[Kennedy Square by F. Hopkinson Smith]@TWC D-Link bookKennedy Square CHAPTER IX 6/12
No word, it is true, had yet come to him from Moorlands, though only the week before his mother had been in to see him, bringing him news of his father and what her son's absence had meant to every one, old Alec especially.
She had not, she said, revived the subject of the boy's apology; she had thought it better to wait for the proper opportunity, which might come any day, but certain it was that his father was most unhappy, for he would shut himself up hours at a time in his library, locking the door and refusing to open it, no matter who knocked, except to old John Gorsuch, his man of business.
She had also heard him tossing on his bed at night, or walking about his room muttering to himself. Did these things, he wondered on this bright spring morning, mean a final reconciliation, or was he, after all, to be doomed to further disappointment? Days had passed since his mother had assured him of this change in his father, and still no word had come from him.

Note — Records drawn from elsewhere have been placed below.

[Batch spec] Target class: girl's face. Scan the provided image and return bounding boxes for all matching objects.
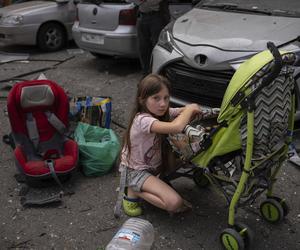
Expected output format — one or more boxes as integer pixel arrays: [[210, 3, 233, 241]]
[[146, 86, 170, 117]]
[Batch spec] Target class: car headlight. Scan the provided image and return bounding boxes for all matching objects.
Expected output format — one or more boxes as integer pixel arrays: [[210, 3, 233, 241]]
[[157, 23, 183, 55], [0, 15, 23, 24]]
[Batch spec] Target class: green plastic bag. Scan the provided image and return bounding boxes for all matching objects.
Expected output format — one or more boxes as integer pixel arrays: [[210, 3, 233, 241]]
[[74, 122, 120, 176]]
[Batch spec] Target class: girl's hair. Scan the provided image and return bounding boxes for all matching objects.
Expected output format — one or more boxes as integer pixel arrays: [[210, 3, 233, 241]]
[[122, 74, 171, 164]]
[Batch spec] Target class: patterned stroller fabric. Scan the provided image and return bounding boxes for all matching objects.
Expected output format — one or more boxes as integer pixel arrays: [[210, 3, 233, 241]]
[[169, 47, 295, 205]]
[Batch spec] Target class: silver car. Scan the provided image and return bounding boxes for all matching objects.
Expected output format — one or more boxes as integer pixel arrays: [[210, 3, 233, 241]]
[[0, 0, 77, 51], [72, 0, 192, 57], [152, 0, 300, 118]]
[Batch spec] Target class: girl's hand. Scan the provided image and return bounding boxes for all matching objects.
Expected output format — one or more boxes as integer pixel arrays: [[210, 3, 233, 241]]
[[185, 103, 202, 115]]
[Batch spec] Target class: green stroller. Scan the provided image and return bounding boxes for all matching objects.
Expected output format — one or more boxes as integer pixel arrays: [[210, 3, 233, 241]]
[[166, 42, 295, 250]]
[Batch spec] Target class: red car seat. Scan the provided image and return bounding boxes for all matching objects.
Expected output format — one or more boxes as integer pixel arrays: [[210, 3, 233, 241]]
[[7, 80, 78, 183]]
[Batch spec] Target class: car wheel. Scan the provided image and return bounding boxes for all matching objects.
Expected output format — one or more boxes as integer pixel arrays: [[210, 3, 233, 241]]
[[37, 23, 67, 52]]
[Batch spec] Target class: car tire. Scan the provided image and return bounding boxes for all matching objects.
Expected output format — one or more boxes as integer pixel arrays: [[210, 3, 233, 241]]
[[37, 23, 67, 52]]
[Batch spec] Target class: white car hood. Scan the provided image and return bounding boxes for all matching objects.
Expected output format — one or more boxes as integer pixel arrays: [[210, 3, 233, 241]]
[[0, 1, 57, 16], [173, 8, 300, 51]]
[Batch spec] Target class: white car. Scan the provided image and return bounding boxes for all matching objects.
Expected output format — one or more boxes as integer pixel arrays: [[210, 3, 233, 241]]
[[152, 0, 300, 118], [72, 0, 192, 57], [0, 0, 78, 51]]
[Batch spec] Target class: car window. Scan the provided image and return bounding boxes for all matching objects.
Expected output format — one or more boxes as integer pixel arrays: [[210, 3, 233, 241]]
[[196, 0, 300, 17]]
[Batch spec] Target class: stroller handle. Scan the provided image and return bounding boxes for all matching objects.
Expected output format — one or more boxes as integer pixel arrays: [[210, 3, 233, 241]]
[[262, 42, 282, 86]]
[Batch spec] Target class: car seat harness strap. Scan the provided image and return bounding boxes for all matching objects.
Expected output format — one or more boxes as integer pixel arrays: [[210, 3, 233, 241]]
[[45, 111, 66, 135], [26, 113, 40, 149]]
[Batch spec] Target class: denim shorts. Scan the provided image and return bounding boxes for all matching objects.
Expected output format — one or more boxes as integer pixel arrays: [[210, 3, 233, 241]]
[[121, 166, 158, 192]]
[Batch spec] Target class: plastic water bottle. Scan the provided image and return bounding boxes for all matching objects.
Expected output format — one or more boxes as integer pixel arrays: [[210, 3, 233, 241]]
[[105, 218, 154, 250]]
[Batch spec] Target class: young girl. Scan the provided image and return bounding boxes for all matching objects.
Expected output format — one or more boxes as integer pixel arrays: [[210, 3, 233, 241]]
[[120, 74, 201, 216]]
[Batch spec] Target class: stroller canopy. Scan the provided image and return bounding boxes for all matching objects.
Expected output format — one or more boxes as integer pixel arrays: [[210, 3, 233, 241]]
[[218, 50, 288, 123]]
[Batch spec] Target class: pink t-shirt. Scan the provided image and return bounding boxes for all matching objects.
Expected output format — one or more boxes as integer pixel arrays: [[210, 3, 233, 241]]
[[121, 108, 179, 170]]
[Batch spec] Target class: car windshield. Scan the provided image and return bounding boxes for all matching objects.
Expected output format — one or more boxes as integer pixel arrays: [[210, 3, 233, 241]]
[[196, 0, 300, 17]]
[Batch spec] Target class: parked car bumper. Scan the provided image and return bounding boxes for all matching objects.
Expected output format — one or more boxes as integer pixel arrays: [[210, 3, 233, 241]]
[[0, 25, 38, 45], [72, 22, 138, 57]]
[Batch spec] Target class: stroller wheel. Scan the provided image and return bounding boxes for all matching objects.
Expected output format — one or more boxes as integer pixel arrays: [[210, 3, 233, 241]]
[[234, 222, 254, 248], [220, 228, 245, 250], [193, 168, 209, 188], [260, 198, 284, 223]]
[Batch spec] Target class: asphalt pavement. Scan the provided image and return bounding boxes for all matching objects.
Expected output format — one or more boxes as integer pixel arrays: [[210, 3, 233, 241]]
[[0, 46, 300, 250]]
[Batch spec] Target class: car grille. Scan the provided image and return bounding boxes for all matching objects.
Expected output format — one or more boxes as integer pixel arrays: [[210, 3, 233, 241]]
[[164, 61, 234, 107]]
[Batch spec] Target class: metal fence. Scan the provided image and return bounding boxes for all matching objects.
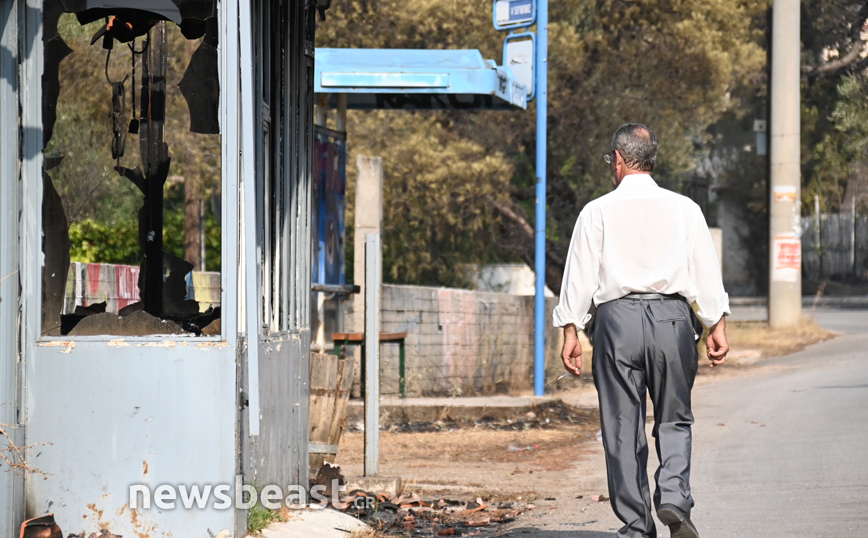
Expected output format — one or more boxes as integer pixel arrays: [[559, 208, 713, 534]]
[[802, 213, 868, 280]]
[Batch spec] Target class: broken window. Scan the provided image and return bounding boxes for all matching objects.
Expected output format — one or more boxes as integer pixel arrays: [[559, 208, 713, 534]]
[[42, 0, 222, 336]]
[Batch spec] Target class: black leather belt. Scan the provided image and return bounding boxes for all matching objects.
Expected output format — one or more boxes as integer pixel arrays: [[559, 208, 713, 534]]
[[621, 293, 686, 301]]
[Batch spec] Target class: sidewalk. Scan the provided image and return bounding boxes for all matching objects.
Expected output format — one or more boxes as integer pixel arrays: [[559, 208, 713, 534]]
[[347, 395, 559, 430], [729, 295, 868, 321]]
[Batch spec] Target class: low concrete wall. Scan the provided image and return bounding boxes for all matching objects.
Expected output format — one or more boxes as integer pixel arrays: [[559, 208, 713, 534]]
[[380, 284, 563, 396]]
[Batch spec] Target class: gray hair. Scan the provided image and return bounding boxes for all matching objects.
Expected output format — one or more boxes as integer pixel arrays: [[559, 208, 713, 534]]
[[612, 123, 657, 172]]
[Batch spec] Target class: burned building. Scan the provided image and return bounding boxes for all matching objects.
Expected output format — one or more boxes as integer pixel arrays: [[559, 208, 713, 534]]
[[0, 0, 326, 536]]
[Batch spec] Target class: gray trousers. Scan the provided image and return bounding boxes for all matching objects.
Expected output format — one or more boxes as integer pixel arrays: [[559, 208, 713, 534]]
[[589, 295, 702, 537]]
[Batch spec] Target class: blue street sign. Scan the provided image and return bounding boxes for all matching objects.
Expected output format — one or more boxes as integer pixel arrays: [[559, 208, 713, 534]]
[[494, 0, 537, 30]]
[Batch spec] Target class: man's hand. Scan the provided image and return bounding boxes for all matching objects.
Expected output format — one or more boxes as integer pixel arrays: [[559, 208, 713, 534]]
[[561, 323, 582, 376], [705, 317, 729, 368]]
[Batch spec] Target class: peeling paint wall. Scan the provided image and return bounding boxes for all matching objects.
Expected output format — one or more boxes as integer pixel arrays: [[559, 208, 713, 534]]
[[26, 340, 237, 538], [380, 285, 561, 395], [0, 0, 24, 536]]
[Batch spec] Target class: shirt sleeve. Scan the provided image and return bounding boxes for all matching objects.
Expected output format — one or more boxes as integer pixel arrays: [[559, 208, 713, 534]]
[[688, 205, 730, 327], [552, 207, 602, 330]]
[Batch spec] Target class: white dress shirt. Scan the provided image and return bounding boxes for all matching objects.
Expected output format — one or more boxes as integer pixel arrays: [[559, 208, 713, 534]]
[[553, 174, 729, 330]]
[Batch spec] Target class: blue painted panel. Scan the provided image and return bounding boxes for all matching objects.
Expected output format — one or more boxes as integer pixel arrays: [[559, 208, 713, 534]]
[[314, 49, 527, 109], [321, 73, 449, 88]]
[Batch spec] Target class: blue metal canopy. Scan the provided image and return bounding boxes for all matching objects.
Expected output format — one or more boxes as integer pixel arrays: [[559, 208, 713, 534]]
[[314, 48, 527, 110]]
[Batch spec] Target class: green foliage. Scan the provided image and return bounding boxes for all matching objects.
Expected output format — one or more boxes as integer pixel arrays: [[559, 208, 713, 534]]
[[45, 14, 221, 270], [247, 503, 286, 534], [69, 219, 142, 265], [317, 0, 770, 289], [69, 184, 221, 271]]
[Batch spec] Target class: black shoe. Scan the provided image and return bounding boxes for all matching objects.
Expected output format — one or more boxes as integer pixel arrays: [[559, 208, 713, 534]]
[[657, 504, 699, 538]]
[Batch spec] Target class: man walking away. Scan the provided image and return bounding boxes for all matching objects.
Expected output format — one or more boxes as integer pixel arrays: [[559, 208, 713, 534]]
[[554, 124, 729, 538]]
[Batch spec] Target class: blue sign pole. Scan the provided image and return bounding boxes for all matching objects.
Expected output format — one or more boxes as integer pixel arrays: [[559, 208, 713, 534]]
[[533, 0, 549, 396]]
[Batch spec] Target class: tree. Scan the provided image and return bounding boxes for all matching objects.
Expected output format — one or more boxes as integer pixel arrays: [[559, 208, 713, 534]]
[[317, 0, 770, 292]]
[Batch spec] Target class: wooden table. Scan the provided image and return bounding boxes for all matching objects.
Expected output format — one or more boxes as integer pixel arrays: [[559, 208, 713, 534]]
[[332, 332, 407, 398]]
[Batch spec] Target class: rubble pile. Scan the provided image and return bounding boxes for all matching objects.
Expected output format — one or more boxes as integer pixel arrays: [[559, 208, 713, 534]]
[[334, 490, 534, 536]]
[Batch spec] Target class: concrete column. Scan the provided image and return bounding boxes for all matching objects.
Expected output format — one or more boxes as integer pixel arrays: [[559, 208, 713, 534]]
[[769, 0, 802, 328], [347, 155, 383, 332]]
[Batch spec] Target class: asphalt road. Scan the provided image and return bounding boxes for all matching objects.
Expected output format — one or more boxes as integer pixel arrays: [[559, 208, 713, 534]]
[[505, 309, 868, 538]]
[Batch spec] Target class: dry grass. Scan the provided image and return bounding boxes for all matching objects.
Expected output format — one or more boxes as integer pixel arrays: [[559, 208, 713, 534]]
[[349, 529, 386, 538], [699, 317, 835, 357]]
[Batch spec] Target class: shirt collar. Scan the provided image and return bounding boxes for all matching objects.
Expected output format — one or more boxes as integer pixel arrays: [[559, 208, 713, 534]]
[[618, 174, 657, 189]]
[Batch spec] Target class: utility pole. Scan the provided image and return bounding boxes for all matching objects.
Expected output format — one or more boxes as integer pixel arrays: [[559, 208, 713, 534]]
[[533, 0, 549, 396], [769, 0, 802, 328]]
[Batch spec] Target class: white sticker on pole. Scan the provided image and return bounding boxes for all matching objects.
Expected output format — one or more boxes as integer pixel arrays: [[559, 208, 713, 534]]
[[772, 235, 802, 282], [503, 34, 536, 99], [774, 185, 798, 203]]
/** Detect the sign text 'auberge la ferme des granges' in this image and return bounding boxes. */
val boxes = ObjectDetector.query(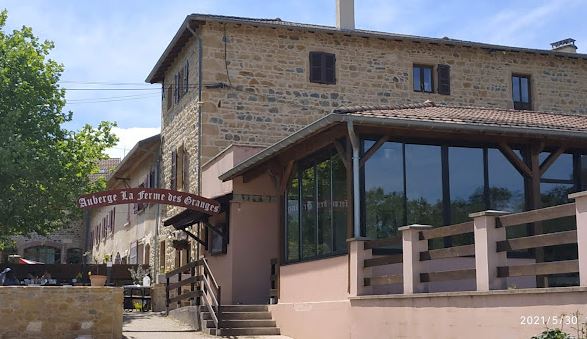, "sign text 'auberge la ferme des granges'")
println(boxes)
[78,188,220,215]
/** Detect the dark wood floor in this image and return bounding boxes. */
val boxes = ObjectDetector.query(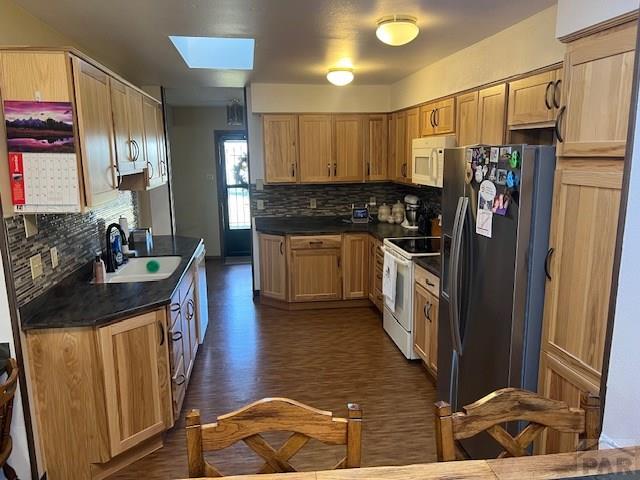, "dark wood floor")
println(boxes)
[111,262,436,480]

Had he at last altered his mind, or, worse still, had his old obstinacy again taken possession of him, hardening his heart so that he would never relent? And so, with his mind as checkered as the shadow-flecked path on which they stepped, he pursued his way beneath the wide-spreading trees. When the two had crossed the street St.George's eye rested upon a group on the sidewalk of the club.
The summer weather generally emptied the coffee-room of most of its habitues, sending many of them to the easy-chairs on the sprinkled pavement, one or two tipped back against the trees, or to the balconies and front steps.